Celui qui a grandi et vit toujours à Clichy-Montfermeil, en Seine-Saint-Denis, à l'est de Paris, avait filmé sa ville après les émeutes de 2005, provoquées par la mort de deux adolescents. En qualité alors de documentariste.
En 2017, il tente l'aventure de la fiction avec un court-métrage, "Les Misérables", nommé aux César, dont il va reprendre la trame pour un long-métrage en forme de manifeste, présenté mercredi soir en sélection officielle. Car, dans les banlieues, le risque d'explosion est plus que jamais là, explique le réalisateur de 39 ans.
"On a eu 2005, on a eu un petit aperçu. Quinze ans après, les choses n'ont pas vraiment évolué", souligne celui qui se dit prêt à aller montrer à l'Elysée son film au président Macron.
"Les Misérables", qui emprunte son titre au roman de Victor Hugo, dont l'action se déroule en partie à Montfermeil, suit les premiers jours de "Pento" (Damien Bonnard), un flic qui débarque à la brigade anti-criminalité, en plein été, au lendemain de la victoire des Bleus.
Ses premières heures avec ses coéquipiers -- Chris (Alexis Manenti) et "Gwada", issu de quartiers (Djebril Zonga)-- s'apparentent à un bizutage et lui font découvrir la cité et ses habitants.
L'occasion de brosser un tableau saisissant d'une société, "si loin, si proche" de Paris, avec les jeunes-- "les microbes"-- qui errent sans perspective, les Frères musulmans qui prodiguent conseils aux petits, des gitans prêts à en découdre, des habitants chargés d'apaiser les tensions...

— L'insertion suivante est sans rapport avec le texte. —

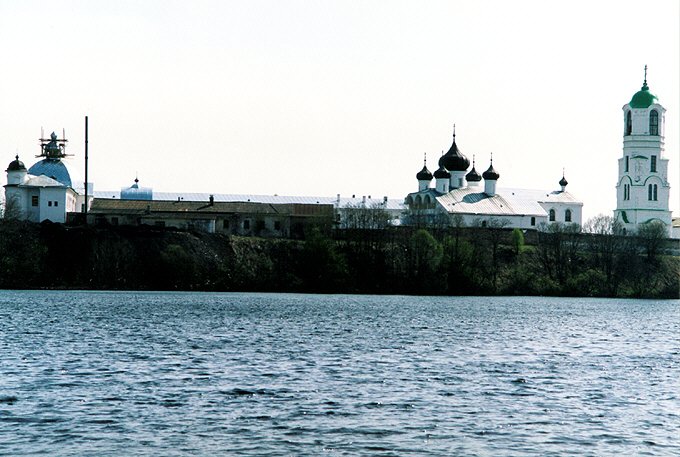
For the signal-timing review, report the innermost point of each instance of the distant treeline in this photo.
(555, 260)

"Montfermeil reste un ghetto laissé longtemps à l'abandon. Les gens sont obligés de trouver des compromis pour que ça ne dégénère pas", souligne Ladj Ly, qui a voulu éviter les clichés sur la banlieue, choisissant de ne pas mettre de rap dans le film, ni de montrer de drogues ou d'armes.
Violence sociale
Avec l'idée d'être au plus juste: "ni pro-banlieusards, ni anti-condés [anti-flics]".

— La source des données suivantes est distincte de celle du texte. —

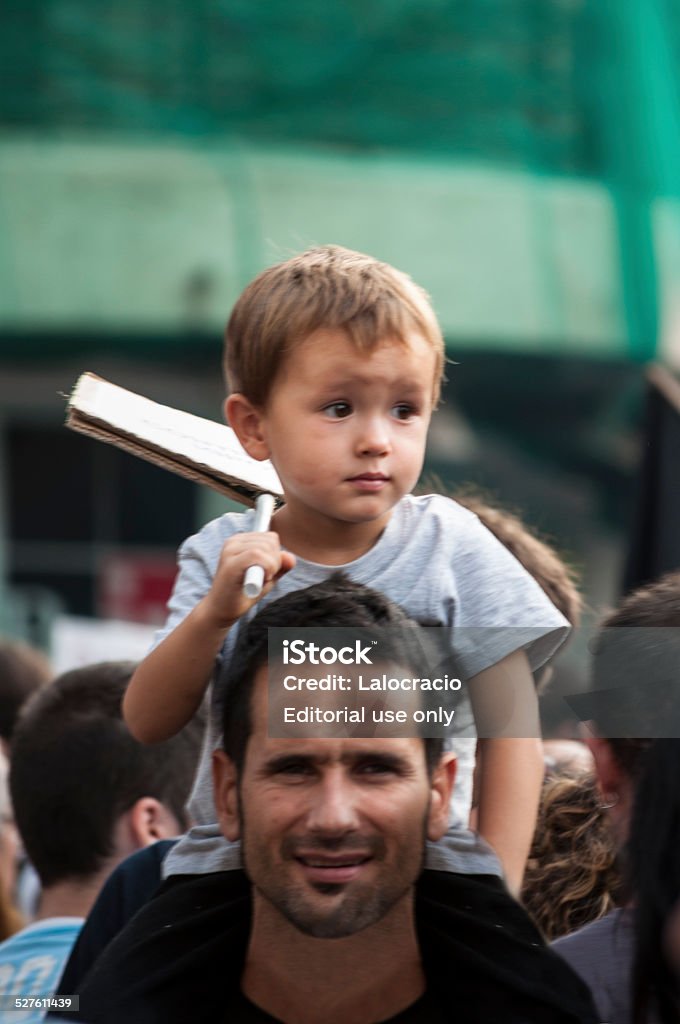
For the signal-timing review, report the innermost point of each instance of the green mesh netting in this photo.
(496, 78)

"Les Misérables, c'est tout le monde, les habitants, comme les policiers. C'est cette multitude de souffrance et de violence", souligne le comédien Damien Bonnard, vu l'an dernier dans "En Liberté !".
Une violence sociale qui fait écho à celle des "gilets jaunes", estime Ladj Ly, et qui est réprimée de la même manière par des violences policières. Dans le film, c'est un tir de lanceur de balles de défense qui va précipiter l'explosion de la cité.
"Cela fait six mois que les gilets jaunes sont dans la rue et revendiquent aussi des droits, qu'ils se prennent des coups de +flashballs+. En six mois, aucune solution n'a été apportée, on a envie de dire aux politiques: c'est votre rôle de trouver des solutions", lance-t-il. Avec en tête: le sort réservé à la génération suivante, celle qui a déjà perdu espoir et qu'il filme sans relâche dans son film.
Soucieux de promouvoir son fief et de passer le relais, Ladj Ly a tourné sur place avec de nombreux habitants et a récemment fondé une école de cinéma gratuite (baptisée Kourtrajmé, du nom du collectif de cinéastes dont il fait partie) pour découvrir les talents de demain. "En tant que banlieusard, on en a marre que les gens racontent des histoires à notre place" dit-il, espérant que dans quelques années, ce seront ses élèves qui seront à Cannes à sa place.
S'il prévoit mercredi soir une montée des marches entre potes, avec une quarantaine d'acteurs du film ayant fait le déplacement, il pense déjà à la suite: un biopic sur Claude Dilain, l'ancien maire de Clichy, défenseur des banlieues qui s'était fait connaître du grand public lors des émeutes de 2005.